Single by Hayden Panettiere

from the album Cinderella III: A Twist in Time
- Released: 2 March 2007
- Recorded: 2007
- Genre: Folk-pop; pop rock; country pop;
- Length: 3:27
- Label: Walt Disney
- Songwriters: Matthew Gerrard; Bridget Benenate;
- Producer: Matthew Gerrard

Hayden Panettiere singles chronology
| "Your New Girlfriend" (2006) | "I Still Believe" (2007) | "Wake Up Call" (2008) |

= I Still Believe (Hayden Panettiere song) =

"I Still Believe" is a song composed and written by Matthew Gerrard and Bridget Benenate, and performed by Hayden Panettiere for the Disney 2007 animated direct-to-video American animated musical fantasy film Cinderella III: A Twist in Time. It is a ballad which explores the enduring belief in love and destiny. The lyrics convey a sense of resilience and determination to hold onto the belief that love can conquer obstacles and lead to a brighter future. It was the fourth song she sang and recorded for Disney after "Cruella De Vil" for Disneymania 5.

The song is played during the end credits of the film, which showcases pictures of the characters in the Cinderella franchise living their new happily ever after.

== Background ==
Actress Hayden Panettiere, having provided the voice of Princess Dot in A Bug's Life and Suri in Dinosaur, as well Dot in the A Bug's Life video game and Kairi and Xion in the Kingdom Hearts video game series, recorded the film's theme song, "I Still Believe", one of her earliest attempts to establish a music career.

== Music video ==
The music video features Hayden Panettiere sitting amid a field of flowers, walking in a black and white world, coloring it with each step as she walks, eventually meeting her boyfriend, and the video also uses clips from the movie. The music video was heavily rotated on Disney Channel at the time and was included as a bonus feature on the film's DVD.

== Release ==
It was released on the Cinderella III: A Twist in Time soundtrack on March 2, 2007.

== Reception==
The song received mixed reviews from the critics.

Prior to the song's release, as well as that of the film and the soundtrack, Michael Slezak, of Entertainment Weekly, wrote, "Hayden Panettiere, 'I Still Believe': Alas, this isn’t a cover of Brenda K. Starr’s delicious, cheese-flavored late-’80s ballad (later covered by Mariah Carey in 1999), but rather an inspirational ditty from the soundtrack to Cinderella III: A Twist in Time. I warn you, PopWatchers, Heroes‘ cheerleader’s song (streaming at her MySpace page) begins with this lyrical nugget: 'Somehow I know I will find a way/ To a brighter day/ In the sun…' And as for that brutally wonky finishing note? If HRG wanted to kill Sylar, he should’ve just put it on repeatloop. C’mon, Hayden, you’re not earning enough fun money with that Neutrogena gig?"

Ben Simon, writing for Animated Views, wrote, "Performed by Hayden Panettiere, another of the Mouse House’s seemingly inexhaustible supply of teenage songstresses, this 3:30 minute version of the movie’s end credit song, a pretty decent pop anthem, is your standard promo clip, with a dash of Pleasantville about it as Hayden spreads color throughout the land as she sings. Presented in 4×3 and cut in with scenes from Cinders III this is as well produced and catchy as it needs to be".

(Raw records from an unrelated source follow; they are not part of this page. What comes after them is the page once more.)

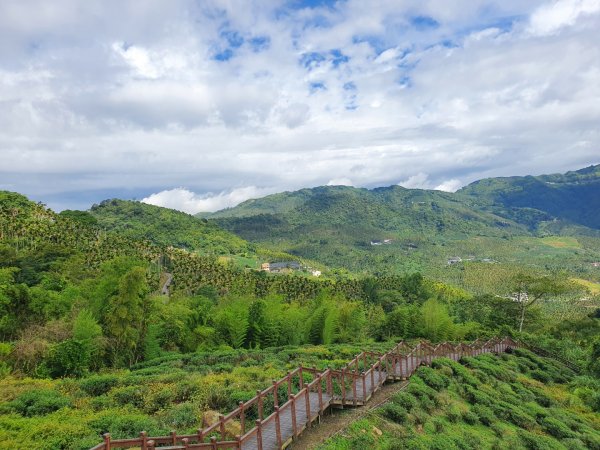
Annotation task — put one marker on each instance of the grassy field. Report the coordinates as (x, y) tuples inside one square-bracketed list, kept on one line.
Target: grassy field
[(168, 393), (517, 401)]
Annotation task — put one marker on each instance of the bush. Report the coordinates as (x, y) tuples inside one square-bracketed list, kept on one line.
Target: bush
[(574, 444), (39, 402), (405, 400), (182, 416), (129, 395), (121, 424), (98, 384), (470, 417), (539, 441), (556, 428), (394, 412), (486, 415), (433, 378)]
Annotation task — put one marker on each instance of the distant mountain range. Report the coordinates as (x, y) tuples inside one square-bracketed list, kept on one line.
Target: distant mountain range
[(503, 220), (480, 234)]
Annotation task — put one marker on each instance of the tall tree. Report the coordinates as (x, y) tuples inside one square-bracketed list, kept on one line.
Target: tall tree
[(125, 320), (530, 289)]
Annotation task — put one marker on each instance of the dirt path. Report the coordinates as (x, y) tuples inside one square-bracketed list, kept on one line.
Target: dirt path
[(338, 420)]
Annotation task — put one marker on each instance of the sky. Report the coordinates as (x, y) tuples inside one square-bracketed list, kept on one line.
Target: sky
[(199, 105)]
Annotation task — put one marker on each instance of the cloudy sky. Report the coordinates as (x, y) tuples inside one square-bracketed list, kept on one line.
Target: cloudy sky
[(198, 105)]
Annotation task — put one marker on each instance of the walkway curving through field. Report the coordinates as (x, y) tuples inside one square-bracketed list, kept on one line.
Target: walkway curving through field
[(278, 415)]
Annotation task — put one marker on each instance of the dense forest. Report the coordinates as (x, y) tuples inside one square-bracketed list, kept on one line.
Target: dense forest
[(91, 342)]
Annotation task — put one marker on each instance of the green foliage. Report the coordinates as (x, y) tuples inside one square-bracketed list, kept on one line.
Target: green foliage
[(39, 402), (439, 410)]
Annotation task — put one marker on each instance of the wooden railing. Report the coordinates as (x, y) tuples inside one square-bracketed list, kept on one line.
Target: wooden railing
[(308, 392)]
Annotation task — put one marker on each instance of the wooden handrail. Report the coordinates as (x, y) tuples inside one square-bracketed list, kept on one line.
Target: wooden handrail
[(420, 353)]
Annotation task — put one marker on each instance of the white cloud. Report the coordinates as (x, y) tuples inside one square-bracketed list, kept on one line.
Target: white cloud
[(449, 185), (558, 14), (343, 181), (113, 99), (418, 181), (187, 201)]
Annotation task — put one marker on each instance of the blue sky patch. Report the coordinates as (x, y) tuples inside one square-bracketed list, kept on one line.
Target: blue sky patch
[(259, 43), (424, 23), (311, 60), (224, 55), (233, 38), (349, 86), (337, 57), (317, 86)]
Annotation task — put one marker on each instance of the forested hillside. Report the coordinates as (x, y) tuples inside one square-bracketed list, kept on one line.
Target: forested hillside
[(89, 344), (166, 227), (471, 238), (513, 401), (571, 199)]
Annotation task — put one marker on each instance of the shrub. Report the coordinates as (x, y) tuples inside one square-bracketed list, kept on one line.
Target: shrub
[(432, 378), (538, 441), (394, 412), (591, 439), (574, 444), (515, 415), (182, 416), (129, 395), (470, 417), (98, 384), (556, 428), (405, 400), (486, 415), (39, 402), (121, 424)]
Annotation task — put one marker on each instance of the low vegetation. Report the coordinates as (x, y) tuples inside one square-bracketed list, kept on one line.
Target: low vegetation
[(513, 401)]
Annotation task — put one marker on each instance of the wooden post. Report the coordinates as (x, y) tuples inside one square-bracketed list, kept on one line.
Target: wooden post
[(320, 387), (343, 387), (258, 434), (259, 402), (144, 438), (242, 417), (372, 380), (222, 426), (294, 426), (278, 427), (275, 394), (307, 400), (354, 388), (106, 441), (364, 377)]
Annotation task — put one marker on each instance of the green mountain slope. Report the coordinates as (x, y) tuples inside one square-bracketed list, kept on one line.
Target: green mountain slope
[(167, 227), (518, 401), (573, 197), (346, 227)]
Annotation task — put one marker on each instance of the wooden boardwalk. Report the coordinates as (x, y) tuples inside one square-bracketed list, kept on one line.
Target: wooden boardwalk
[(310, 393)]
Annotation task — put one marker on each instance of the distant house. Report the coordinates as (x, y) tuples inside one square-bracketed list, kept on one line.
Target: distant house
[(278, 267), (384, 242)]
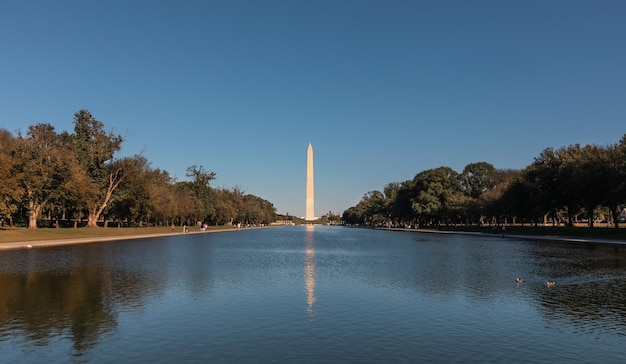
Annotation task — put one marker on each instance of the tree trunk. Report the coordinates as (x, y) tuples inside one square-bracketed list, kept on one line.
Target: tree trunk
[(33, 214), (92, 219), (590, 212)]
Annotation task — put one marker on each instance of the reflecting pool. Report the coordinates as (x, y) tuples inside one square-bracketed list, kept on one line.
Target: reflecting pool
[(314, 294)]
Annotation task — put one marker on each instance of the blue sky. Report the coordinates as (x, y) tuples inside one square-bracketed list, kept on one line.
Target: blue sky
[(382, 89)]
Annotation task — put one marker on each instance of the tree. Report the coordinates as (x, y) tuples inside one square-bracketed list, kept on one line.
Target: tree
[(10, 189), (44, 165), (435, 190), (477, 178), (95, 150)]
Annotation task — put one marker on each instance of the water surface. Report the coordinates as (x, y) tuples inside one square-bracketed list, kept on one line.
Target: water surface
[(323, 294)]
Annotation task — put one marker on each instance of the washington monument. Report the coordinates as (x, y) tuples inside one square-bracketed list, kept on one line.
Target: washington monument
[(310, 195)]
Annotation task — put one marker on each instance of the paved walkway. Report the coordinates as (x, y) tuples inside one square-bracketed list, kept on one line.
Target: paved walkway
[(55, 242), (526, 237)]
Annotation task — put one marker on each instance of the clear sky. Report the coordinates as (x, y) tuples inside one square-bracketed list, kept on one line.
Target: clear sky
[(382, 89)]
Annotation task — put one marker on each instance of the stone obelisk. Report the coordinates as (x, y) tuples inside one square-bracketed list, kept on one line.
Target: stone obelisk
[(310, 195)]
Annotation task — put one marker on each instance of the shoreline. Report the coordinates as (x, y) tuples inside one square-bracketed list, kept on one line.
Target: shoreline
[(98, 239), (515, 236)]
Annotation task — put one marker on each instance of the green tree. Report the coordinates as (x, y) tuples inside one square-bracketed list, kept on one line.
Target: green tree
[(96, 150), (10, 189), (436, 192), (44, 165)]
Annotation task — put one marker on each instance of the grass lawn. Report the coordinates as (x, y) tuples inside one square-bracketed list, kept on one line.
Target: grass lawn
[(22, 234), (581, 232)]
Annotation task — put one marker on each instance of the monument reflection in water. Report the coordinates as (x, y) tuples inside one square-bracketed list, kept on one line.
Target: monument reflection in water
[(314, 294), (309, 269)]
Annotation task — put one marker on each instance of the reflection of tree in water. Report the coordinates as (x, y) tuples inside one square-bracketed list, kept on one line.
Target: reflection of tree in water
[(48, 304), (590, 290), (62, 296)]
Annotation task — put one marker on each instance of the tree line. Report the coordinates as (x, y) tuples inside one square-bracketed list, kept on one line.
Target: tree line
[(53, 178), (566, 185)]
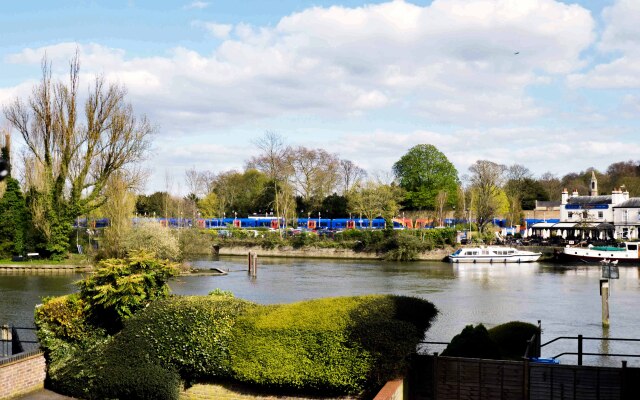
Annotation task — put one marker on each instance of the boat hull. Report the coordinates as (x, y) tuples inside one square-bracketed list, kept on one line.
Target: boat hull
[(494, 259), (584, 257)]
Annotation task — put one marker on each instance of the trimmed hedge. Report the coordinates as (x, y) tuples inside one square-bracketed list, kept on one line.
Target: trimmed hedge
[(191, 334), (333, 345), (343, 345), (512, 338), (506, 341)]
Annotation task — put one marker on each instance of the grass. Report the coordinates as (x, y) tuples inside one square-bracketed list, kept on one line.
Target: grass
[(73, 259)]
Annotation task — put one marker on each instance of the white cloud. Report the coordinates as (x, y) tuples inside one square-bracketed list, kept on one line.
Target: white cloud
[(452, 61), (621, 38), (219, 31), (197, 5)]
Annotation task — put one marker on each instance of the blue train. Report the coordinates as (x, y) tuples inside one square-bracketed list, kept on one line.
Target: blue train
[(302, 223)]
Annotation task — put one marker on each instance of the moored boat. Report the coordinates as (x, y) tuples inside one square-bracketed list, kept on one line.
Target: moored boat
[(628, 252), (493, 254)]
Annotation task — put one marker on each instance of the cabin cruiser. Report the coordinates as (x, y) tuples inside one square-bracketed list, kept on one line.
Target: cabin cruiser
[(493, 254), (628, 252)]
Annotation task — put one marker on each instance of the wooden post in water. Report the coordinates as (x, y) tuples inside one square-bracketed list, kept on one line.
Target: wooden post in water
[(255, 264), (604, 294)]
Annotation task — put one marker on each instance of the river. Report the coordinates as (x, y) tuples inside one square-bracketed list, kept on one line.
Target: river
[(566, 298)]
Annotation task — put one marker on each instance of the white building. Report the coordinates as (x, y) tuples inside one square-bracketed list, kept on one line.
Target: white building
[(602, 217)]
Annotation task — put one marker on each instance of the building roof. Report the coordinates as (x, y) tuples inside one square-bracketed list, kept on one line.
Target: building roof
[(589, 200), (633, 202)]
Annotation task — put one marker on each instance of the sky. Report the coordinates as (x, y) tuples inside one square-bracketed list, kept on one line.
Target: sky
[(551, 85)]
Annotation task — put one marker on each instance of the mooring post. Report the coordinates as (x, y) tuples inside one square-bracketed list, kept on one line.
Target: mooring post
[(255, 264), (604, 293), (579, 349)]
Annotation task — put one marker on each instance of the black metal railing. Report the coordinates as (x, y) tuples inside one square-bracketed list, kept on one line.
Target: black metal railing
[(11, 343), (580, 353)]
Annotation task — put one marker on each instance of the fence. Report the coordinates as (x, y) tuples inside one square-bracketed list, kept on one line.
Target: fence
[(11, 343), (450, 378)]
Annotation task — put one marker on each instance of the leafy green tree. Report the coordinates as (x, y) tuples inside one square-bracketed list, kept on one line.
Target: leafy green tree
[(424, 172), (121, 287), (14, 220)]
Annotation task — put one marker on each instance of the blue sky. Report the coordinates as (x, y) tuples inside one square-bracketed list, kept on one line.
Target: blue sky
[(365, 80)]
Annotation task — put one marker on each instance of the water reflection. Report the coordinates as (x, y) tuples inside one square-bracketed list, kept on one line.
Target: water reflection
[(565, 297)]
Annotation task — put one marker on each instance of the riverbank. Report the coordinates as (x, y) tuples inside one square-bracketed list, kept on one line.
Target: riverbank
[(323, 253), (52, 268)]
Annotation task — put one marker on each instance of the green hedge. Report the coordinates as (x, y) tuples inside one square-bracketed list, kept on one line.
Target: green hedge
[(507, 341), (191, 334), (340, 345), (335, 345)]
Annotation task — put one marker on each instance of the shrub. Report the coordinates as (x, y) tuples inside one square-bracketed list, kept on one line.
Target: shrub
[(512, 338), (328, 345), (120, 287), (473, 342), (107, 372), (190, 334), (195, 241), (151, 237)]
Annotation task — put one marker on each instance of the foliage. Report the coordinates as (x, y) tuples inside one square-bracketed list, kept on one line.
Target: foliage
[(505, 341), (120, 287), (473, 342), (209, 206), (512, 338), (106, 372), (191, 334), (118, 208), (373, 199), (14, 220), (335, 345), (69, 158), (487, 196), (424, 172), (151, 237)]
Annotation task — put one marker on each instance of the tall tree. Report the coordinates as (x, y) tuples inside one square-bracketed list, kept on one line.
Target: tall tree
[(350, 175), (487, 197), (275, 162), (423, 172), (74, 154), (373, 199)]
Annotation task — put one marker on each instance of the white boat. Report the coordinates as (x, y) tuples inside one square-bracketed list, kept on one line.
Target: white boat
[(625, 252), (492, 254)]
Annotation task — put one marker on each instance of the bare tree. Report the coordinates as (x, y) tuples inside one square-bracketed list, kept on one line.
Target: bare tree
[(351, 175), (441, 201), (315, 173), (275, 162), (486, 180), (75, 154)]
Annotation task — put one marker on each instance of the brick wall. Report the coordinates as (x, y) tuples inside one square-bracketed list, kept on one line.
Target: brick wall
[(393, 390), (22, 373)]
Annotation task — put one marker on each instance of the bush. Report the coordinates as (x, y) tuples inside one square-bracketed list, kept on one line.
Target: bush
[(106, 372), (120, 287), (190, 334), (332, 346), (151, 237), (512, 338), (473, 342)]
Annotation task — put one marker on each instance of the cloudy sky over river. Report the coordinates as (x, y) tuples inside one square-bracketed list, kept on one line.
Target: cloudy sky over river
[(552, 85)]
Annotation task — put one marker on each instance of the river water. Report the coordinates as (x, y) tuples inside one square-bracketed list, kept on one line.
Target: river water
[(564, 297)]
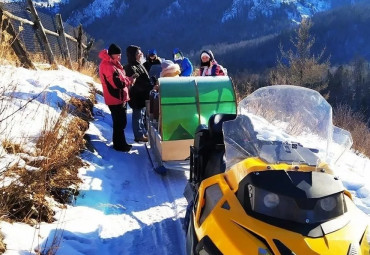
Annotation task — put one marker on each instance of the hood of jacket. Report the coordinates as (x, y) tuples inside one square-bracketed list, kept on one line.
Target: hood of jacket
[(104, 56), (210, 53), (131, 54)]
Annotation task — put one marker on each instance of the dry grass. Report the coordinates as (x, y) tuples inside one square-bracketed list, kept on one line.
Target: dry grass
[(2, 245), (55, 171), (356, 124)]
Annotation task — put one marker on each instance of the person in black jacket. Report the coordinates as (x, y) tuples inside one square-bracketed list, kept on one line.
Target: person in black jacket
[(152, 59), (139, 92)]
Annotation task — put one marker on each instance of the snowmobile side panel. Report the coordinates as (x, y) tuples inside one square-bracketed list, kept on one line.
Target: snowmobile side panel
[(187, 102)]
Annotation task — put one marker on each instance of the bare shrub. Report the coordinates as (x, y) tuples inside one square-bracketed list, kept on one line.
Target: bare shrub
[(54, 171), (2, 245), (355, 123)]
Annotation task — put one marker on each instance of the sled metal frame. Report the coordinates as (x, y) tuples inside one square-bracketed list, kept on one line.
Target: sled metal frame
[(167, 155)]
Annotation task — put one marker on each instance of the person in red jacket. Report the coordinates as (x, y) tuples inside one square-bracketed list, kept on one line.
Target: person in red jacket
[(115, 90)]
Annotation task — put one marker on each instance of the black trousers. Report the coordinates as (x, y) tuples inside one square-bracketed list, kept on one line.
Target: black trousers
[(119, 119)]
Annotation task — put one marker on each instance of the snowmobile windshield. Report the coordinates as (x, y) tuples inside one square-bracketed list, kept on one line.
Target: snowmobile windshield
[(284, 124)]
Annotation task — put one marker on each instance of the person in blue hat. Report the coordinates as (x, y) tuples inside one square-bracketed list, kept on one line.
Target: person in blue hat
[(184, 63), (152, 59)]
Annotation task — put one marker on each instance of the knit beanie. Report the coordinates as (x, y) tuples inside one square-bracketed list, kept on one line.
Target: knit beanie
[(114, 49)]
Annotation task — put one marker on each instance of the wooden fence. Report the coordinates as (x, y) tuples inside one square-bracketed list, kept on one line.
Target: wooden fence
[(62, 43)]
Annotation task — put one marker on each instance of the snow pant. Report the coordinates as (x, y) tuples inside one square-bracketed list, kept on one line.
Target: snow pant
[(138, 122), (119, 119)]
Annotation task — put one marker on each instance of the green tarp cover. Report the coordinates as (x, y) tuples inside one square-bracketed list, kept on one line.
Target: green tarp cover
[(187, 102)]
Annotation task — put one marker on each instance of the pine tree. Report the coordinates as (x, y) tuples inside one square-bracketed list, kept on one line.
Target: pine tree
[(299, 66)]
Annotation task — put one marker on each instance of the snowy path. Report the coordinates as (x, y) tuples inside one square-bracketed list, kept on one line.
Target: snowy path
[(132, 210)]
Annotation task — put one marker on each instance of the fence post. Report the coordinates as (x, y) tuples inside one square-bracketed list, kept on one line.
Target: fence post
[(79, 46), (16, 45), (40, 30), (64, 45)]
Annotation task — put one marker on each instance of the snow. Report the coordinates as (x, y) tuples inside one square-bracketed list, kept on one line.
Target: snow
[(124, 207)]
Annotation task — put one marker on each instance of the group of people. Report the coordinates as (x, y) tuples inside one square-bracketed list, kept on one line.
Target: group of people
[(131, 84)]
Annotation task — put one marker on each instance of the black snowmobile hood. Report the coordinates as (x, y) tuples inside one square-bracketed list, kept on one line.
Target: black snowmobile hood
[(131, 54)]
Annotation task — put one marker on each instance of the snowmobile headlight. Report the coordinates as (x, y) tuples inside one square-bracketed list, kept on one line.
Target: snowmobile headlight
[(328, 203), (365, 242), (271, 200)]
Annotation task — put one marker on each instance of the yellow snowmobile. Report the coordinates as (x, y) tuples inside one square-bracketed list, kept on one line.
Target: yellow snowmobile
[(262, 182)]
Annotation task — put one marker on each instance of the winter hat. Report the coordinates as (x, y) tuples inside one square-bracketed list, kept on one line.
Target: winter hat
[(152, 52), (205, 54), (114, 49), (169, 69), (166, 63), (209, 53)]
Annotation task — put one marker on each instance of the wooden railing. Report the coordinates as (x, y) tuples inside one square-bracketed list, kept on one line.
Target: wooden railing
[(6, 25)]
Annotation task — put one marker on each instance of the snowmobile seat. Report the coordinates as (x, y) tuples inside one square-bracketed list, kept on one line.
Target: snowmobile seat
[(209, 148)]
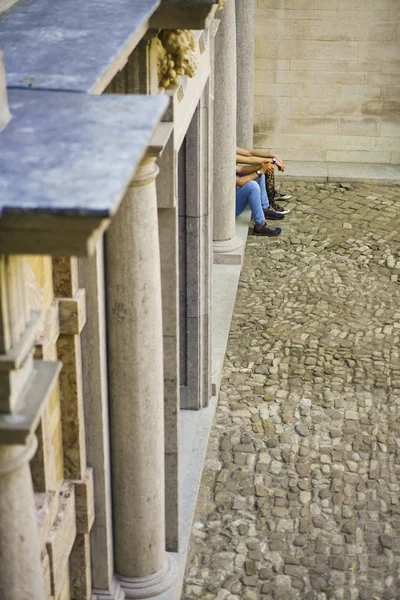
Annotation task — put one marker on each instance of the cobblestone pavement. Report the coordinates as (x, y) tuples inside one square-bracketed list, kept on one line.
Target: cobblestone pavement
[(300, 497)]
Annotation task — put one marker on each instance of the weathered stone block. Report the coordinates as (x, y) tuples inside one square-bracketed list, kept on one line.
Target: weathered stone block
[(61, 538)]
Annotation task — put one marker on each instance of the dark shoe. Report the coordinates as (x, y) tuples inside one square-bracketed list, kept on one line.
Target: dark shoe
[(282, 196), (265, 230), (279, 209), (273, 215)]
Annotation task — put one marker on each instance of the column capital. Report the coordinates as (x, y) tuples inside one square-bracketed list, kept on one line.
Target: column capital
[(151, 586)]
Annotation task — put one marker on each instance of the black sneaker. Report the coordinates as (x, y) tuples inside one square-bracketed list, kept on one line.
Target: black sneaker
[(282, 196), (265, 230), (279, 209), (272, 214)]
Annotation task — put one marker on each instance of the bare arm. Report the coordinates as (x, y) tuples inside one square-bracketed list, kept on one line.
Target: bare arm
[(250, 160), (243, 151), (241, 170), (260, 154), (249, 173)]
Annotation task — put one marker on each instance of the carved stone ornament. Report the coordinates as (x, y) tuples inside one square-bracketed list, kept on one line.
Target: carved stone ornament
[(176, 56)]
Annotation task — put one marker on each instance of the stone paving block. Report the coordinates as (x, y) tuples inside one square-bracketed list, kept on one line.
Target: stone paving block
[(300, 489)]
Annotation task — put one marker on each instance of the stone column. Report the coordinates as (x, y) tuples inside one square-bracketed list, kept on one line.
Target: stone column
[(245, 16), (225, 132), (136, 390), (96, 405), (21, 573)]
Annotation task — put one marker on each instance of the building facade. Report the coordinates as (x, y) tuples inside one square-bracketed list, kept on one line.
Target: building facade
[(120, 257), (328, 80)]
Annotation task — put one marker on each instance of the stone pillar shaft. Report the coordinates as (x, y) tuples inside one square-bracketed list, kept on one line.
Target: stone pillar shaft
[(245, 16), (136, 389), (225, 127), (21, 573), (20, 566)]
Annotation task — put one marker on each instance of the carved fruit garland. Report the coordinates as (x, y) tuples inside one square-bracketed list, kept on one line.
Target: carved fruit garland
[(176, 56)]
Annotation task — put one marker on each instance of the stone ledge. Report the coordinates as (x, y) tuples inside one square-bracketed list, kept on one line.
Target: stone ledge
[(59, 45)]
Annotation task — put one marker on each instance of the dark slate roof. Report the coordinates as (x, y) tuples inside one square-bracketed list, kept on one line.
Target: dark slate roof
[(72, 154), (71, 44)]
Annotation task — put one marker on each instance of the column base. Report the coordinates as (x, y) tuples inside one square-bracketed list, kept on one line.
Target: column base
[(228, 252), (152, 586), (114, 593)]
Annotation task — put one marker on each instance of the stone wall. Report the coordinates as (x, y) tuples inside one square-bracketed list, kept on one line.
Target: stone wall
[(328, 79)]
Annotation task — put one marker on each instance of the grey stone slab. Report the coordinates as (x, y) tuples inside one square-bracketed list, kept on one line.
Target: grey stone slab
[(74, 45), (17, 427), (195, 431), (72, 154), (225, 280)]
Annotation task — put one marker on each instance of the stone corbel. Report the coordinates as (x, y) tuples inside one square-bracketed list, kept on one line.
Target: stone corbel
[(176, 56)]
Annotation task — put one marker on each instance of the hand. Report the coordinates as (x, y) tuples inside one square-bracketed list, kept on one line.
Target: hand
[(267, 167), (280, 164)]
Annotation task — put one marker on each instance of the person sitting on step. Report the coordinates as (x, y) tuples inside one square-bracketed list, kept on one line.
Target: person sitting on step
[(249, 156), (250, 189)]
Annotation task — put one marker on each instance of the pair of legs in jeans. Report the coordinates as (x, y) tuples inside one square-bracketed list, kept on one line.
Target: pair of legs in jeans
[(255, 194)]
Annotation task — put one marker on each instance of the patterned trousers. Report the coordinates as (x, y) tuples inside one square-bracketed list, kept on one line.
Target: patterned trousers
[(270, 184)]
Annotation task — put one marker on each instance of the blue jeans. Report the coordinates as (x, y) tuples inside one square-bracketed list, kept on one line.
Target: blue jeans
[(255, 194)]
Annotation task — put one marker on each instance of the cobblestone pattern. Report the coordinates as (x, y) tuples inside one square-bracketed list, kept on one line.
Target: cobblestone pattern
[(300, 497)]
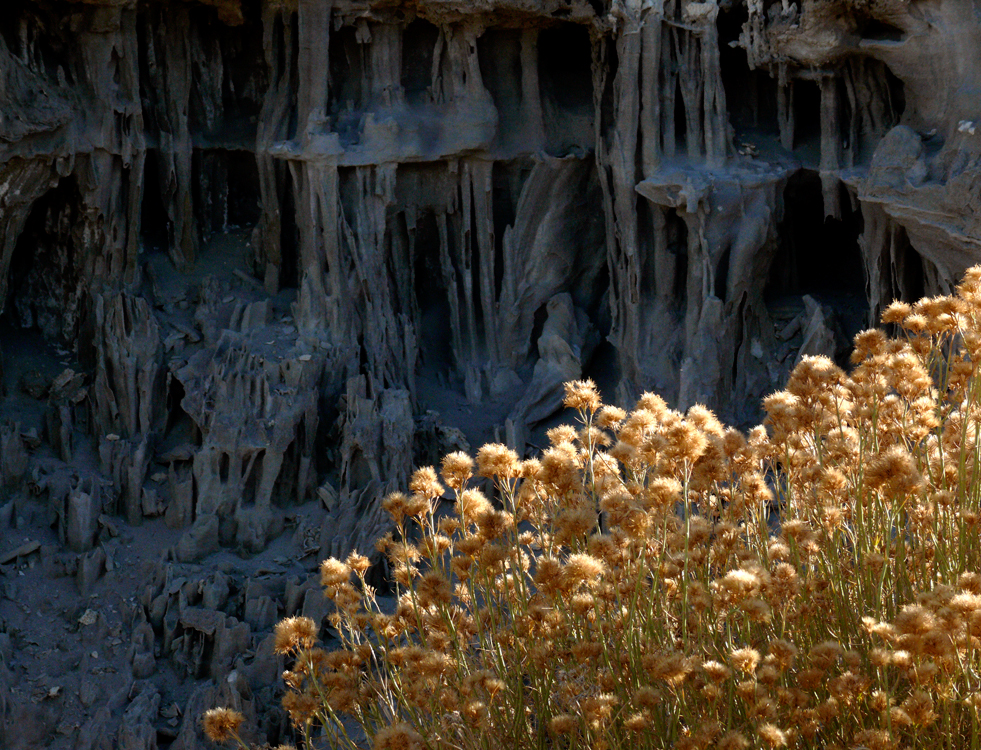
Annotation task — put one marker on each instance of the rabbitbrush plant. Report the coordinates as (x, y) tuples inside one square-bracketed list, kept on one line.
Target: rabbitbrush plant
[(657, 580)]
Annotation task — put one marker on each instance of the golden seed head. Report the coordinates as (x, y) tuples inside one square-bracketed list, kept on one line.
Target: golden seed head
[(497, 460), (358, 563), (582, 396), (293, 633), (772, 735), (424, 482), (745, 659), (733, 741), (221, 724), (397, 737), (562, 724), (457, 469), (334, 573)]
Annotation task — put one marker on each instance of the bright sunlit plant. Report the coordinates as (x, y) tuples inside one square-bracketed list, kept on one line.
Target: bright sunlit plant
[(657, 580)]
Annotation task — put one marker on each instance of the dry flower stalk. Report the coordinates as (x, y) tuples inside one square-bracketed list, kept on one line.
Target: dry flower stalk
[(657, 580)]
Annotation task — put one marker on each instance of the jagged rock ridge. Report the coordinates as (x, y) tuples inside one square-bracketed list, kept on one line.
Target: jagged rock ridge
[(249, 248)]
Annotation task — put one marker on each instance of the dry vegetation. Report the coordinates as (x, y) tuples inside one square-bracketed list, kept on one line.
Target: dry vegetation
[(657, 580)]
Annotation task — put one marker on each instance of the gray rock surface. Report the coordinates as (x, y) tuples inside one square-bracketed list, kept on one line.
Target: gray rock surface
[(259, 258)]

David Cornelius of DVD Talk wrote, "The film's theme song, 'I Still Believe,' gets the music video treatment with a performance by Hayden Panettiere. Considering Disney's penchant for using and reusing their own in-house line-up, I'm somewhat surprised to find somebody who isn't Raven-Symone or Ashley Tisdale here".

Ed Perkis, writer and critic for CinemaBlend, wrote, "' Heroes ' star Hayden Panettiere has a music video for 'I Still Believe.' The video is in heavy rotation on the Disney Channel and is the type of innocuous pop fluff that turned Hilary Duff into a hit machine for the pre-teen set. Despite the fact that it is only about 3 minutes long and isn't particularly interesting, it is the most substantial extra on the disc".

Lisa Perkis, writing for MousePlanet, wrote about the music video, "As expected, the extras are pretty scarce. 'I Still Believe,' the music video of the song which plays over the closing credits is included and features the very golden and very pretty Hayden Panettiere from the current TV show Heroes and from past Disney movies such as Ice Princess and Tiger Cruise. This video is getting a lot of play on the Disney Channel right now, so it will likely be old news by the time your kids get around to playing this on the DVD".

Aaron Wallace wrote, "The music video (3:38) is for a pop song called 'I Still Believe' (no, it's not a Mariah Carey cover) by Hayden Panettiere, a teenaged veteran of Disney fare who sings and is part of the cast of NBC's freshman hit 'Heroes.' Intermixed with clips from the movie, the music video is a pretty standard one. The song itself is likable if unexceptional".